Panda is open source, the BSD-licensed library used for data analysis in Python programming language. It is build on top of two most essential python packages numpy and matplotlib. If you have not installed panda please go through this link and play with the code. Data acquisition is the process of loading and reading data from various sources. To read any data from python panda package, we need to consider two important factor i.e. format and file path. The format is the way data is encoded. Different encoding schemes can be determined by the extensions used in the file name like .csv for comma separated value, others common encoding are .json, .xlsx, .sql etc. File path tells where the data is stored. It could be at local machine or link of the data hosting website.
Importing a CSV file with Panda
Reading data in panda can be done quickly in three lines. In panda, read_csv() method can read in files with columns separated by commas into a pandas dataframe. Here’s an example of reading the dataset of prices of used car.
import pandas as pd url = "https://archive.ics.uci.edu/ml/machine-learning-databases/autos/imports-85.data" df = pd.read_csv(url)
Importing a CSV file without the header in Panda
The data does not include headers, we can add an argument ” headers = None” inside the “read_csv()” method, so that pandas will not automatically set the first row as a header as shown in the image above. But, Panda automatically set the column header as a list of integers as shown in the image below.
import pandas as pd url = "https://archive.ics.uci.edu/ml/machine-learning-databases/autos/imports-85.data" df = pd.read_csv(url,header=None)
Printing the dataframe
df prints the entire dataframe. (not recommended for large dataset)

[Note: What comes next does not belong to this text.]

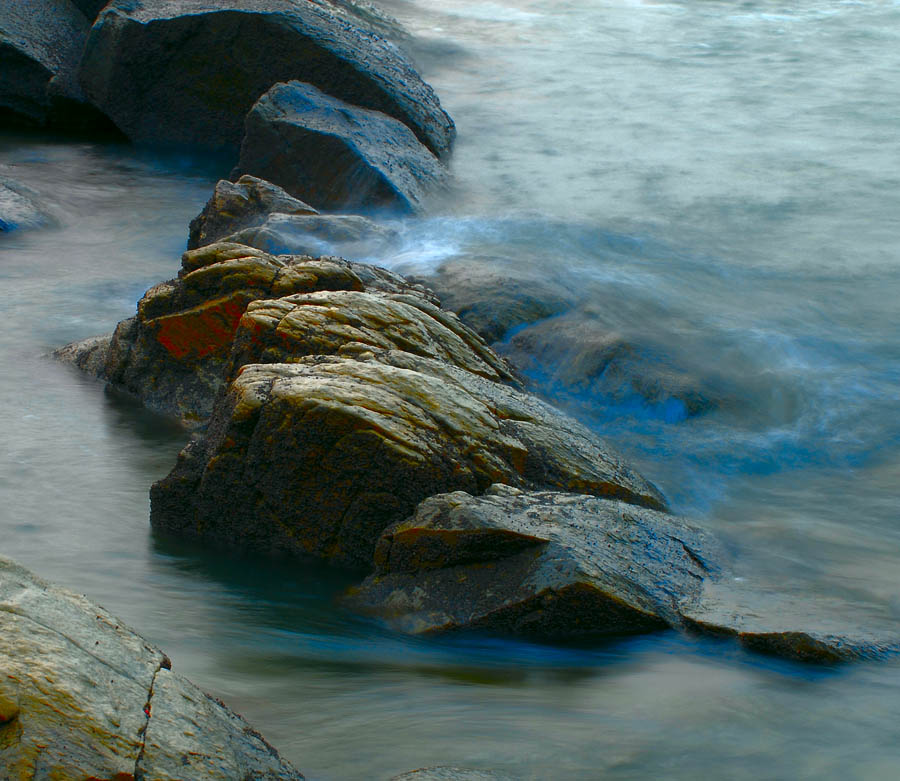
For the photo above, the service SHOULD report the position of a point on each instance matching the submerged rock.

df.head(n) to show the first n rows of the dataframe.
df.tail(n) to show bottom n rows of the dataframe.
Adding Headers in Panda
It is difficult to work with dataframe without meaningful column names, however column names can be assigned in pandas. You can replace the default header by
df.columns = headers
df.columns.values show the headers in your CSV file.
Exporting a Panda dataframe to CSV
After we have done some operations in the dataframe we may want to export our dataframe to the new CSV file. This can simply be done by using methods
to_csv(). The implementation is shown below:
#Export to csv path = "C:/Users/saugat/Desktop/python/extracted_automobile.csv" df.to_csv(path)
#Export to csv path = "C:\\Users\\saugat\\Desktop\\python\\extracted_automobile_next.csv" df.to_csv(path)
Note: path file should contain two backward slashes or forward slash otherwise the Unicode error will occur.
SyntaxError: (unicode error) 'unicodeescape' codec can't decode bytes in position 2-3: while extracting csv panda
Similarly, data could be read and save in other formats like JSON, Excel, sql etc.